By Amanda H Miller, Jackson Hole, Wyo.
May 11, 2009

A Sublette County judge on Friday determined there is enough evidence in a case against a man accused of murdering a Jackson woman on the side of Highway 191 in 1984 to forward it to 9th District Court.

Troy Dean Willoughby, 45, watched with interest but without expression as 9th Circuit Judge Curt Haws told him there was probable cause in the case.

Willoughby is being held in the Sublette County jail on a $1 million bond. He is charged with first-degree murder.

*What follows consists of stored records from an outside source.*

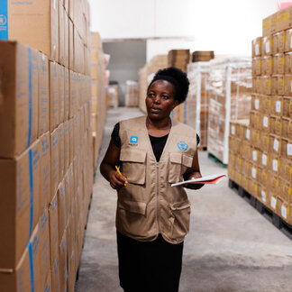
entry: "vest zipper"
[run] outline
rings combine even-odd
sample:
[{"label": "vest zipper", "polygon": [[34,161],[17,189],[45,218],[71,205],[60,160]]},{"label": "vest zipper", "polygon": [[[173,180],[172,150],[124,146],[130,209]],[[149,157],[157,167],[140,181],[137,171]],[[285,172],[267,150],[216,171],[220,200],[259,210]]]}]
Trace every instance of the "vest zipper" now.
[{"label": "vest zipper", "polygon": [[156,171],[156,185],[157,185],[157,189],[156,189],[156,207],[157,207],[157,212],[156,212],[156,217],[157,217],[157,224],[159,228],[159,233],[160,233],[160,162],[156,162],[157,166],[157,171]]}]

He’s accused of shooting and killing Lisa Ehlers — who owned the Sweetwater Restaurant in Jackson with her husband, Peter — on June 21, 1984.

Willoughby pleaded not guilty when he first appeared before Haws in March.

Sublette County Attorney Lucky McMahon called one witness to the stand at Friday’s preliminary hearing.

Capt. Brian Ketterhagen, of the Sublette County Sheriff’s Office, testified that he interviewed Willoughby’s ex-wife Rosalie Hosking and Willoughby’s friend Tim Bayse and  they both said they were in the car with Willoughby and witnessed him shoot Ehlers almost 25 years ago.

Ketterhagen said Hosking and Bayse told him they were on their way home to Daniel from a party in Jackson early that morning. Ketterhagen said Bayse told him he saw Willoughby drag Ehlers out of the car, that they had an altercation and that Willoughby then retrieved a gun from under the driver’s seat and shot Ehlers “two or three times.”

Ketterhagen also said he interviewed Willoughby’s son, who claimed to have heard a confession from his father.

Willoughby’s court-appointed attorney, Kerri Johnson, asked Ketterhagen what Willoughby told him in their two taped interviews.

Ketterhagen said Willoughby told him Bayse was driving and that Ehlers was dead and lying on the ground outside her car when they arrived at the scene.

Under questioning from Johnson, Ketterhagen said authorities suspected drugs could have had something to do with the shooting and that Ehlers was found with drugs when authorities discovered her body. Ketterhagen didn’t say what type of drugs.

Ketterhagen told Johnson that both Bayse and Hosking had been interviewed before but he couldn’t remember when. He said it could have been during the initial investigation in 1984 or it might not have been until the 1990s in a subsequent investigation. Ketterhagen did not interview them until Sublette County Sheriff Wayne “Bardy” Bardin asked him to reopen the case in October.

Bayse and Hosking never told authorities the version of events that led to Willoughby’s March 2 arrest, Ketterhagen said.

Willoughby was in custody on unrelated charges in Helena, Mont., until late in March. Willoughby’s initial appearance in 9th District Court was not yet scheduled.